Royal Enfield logo reminds one man of tissue brand

See something familiar on this box of tissues?
Royal Enfield's new brand logo, introduced May 9, 2014, brought comparisons to an elephant's trunk, with the "R" wrapping into the "O" in "Royal."

Perhaps it was meant to acknowledge the brand's home in India. The company said the opposite: "Our logo is now fresher, more vibrant and contemporary — while rigidly holding on to its British-motorcycling roots."

Whatever its intent, Royal Enfield was certainly not hoping to make people think of blowing their noses.

Royal Enfield's brand logo, introduced in 2014.
But that is what Jasvir Chahal of Canada might have been thinking when he reached for a Royale brand tissue.

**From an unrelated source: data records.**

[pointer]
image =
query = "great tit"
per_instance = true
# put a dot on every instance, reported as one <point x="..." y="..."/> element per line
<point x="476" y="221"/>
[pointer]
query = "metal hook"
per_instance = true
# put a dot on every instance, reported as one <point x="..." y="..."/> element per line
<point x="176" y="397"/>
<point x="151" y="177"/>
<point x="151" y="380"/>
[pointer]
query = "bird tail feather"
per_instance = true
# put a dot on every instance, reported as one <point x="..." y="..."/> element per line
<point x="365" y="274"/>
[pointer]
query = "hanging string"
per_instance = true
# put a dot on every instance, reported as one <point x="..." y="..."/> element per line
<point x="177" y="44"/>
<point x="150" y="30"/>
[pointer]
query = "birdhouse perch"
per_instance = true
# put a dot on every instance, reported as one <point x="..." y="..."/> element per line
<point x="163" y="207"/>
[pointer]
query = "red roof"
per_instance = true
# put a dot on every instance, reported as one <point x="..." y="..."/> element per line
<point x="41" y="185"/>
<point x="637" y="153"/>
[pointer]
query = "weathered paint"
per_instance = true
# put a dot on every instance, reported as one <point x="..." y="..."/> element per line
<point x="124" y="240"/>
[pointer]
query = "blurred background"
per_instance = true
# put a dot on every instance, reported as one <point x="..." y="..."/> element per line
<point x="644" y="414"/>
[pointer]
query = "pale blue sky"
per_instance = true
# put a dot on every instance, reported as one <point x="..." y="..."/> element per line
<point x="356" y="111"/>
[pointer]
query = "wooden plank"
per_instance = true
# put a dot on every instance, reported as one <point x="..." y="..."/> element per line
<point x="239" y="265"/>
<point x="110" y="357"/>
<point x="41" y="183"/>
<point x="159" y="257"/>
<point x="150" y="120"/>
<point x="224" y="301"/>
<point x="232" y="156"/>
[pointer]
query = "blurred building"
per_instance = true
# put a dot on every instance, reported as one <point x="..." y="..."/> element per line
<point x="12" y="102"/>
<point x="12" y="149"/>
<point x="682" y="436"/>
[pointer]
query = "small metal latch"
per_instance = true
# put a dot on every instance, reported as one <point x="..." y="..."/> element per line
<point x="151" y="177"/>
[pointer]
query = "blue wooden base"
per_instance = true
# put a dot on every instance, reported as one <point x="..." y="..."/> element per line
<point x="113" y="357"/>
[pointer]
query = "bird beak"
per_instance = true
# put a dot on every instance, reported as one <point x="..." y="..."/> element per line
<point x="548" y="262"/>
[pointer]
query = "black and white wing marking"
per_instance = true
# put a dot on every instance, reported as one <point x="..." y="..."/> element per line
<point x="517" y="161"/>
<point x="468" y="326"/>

"I noticed the logo on it looked familiar. So I Googled Enfield's new logo. It seems Royal Enfield may have gotten the idea from Royale tissues," he wrote me.

Royale also makes paper hand towels and (you knew this was coming) toilet paper. Replying to my question on Twitter, the company said it has been using its current logo since 2012.

Royale has been making toilet paper for more than 50 years. The company is best known for the images of cute cats it uses on its products. Its Tiger Towel paper towels are "Tiger Strong" while its bathroom tissues are described as "Kitten'y Soft."

Cute kittens mark Royale brand products.
The company is "Purr-Oudly Canadian," with offices in New Brunswick.

While there are similarities in the "R" and the "O," the Royal Enfield logo is more colorful and complex and uses upper case letters instead of caps and lower case. It hints at having serifs. The Royale font is all sophisticated simplicity, using a minimum of color.

And then there is this: the combination of capital "R" and "O" seems almost obvious. It can probably be found elsewhere. But there is nothing obvious or natural about the combination of "L" and "D" at the close of the Royal Enfield logo.

Although it calls no undue attention to itself, that combination of "L" and and "D" perfectly closes the logo, balancing the heavy "R-O" combination. That's original work.

1 comment:

  1. That's just swell! Here come the trademark infringement lawsuits.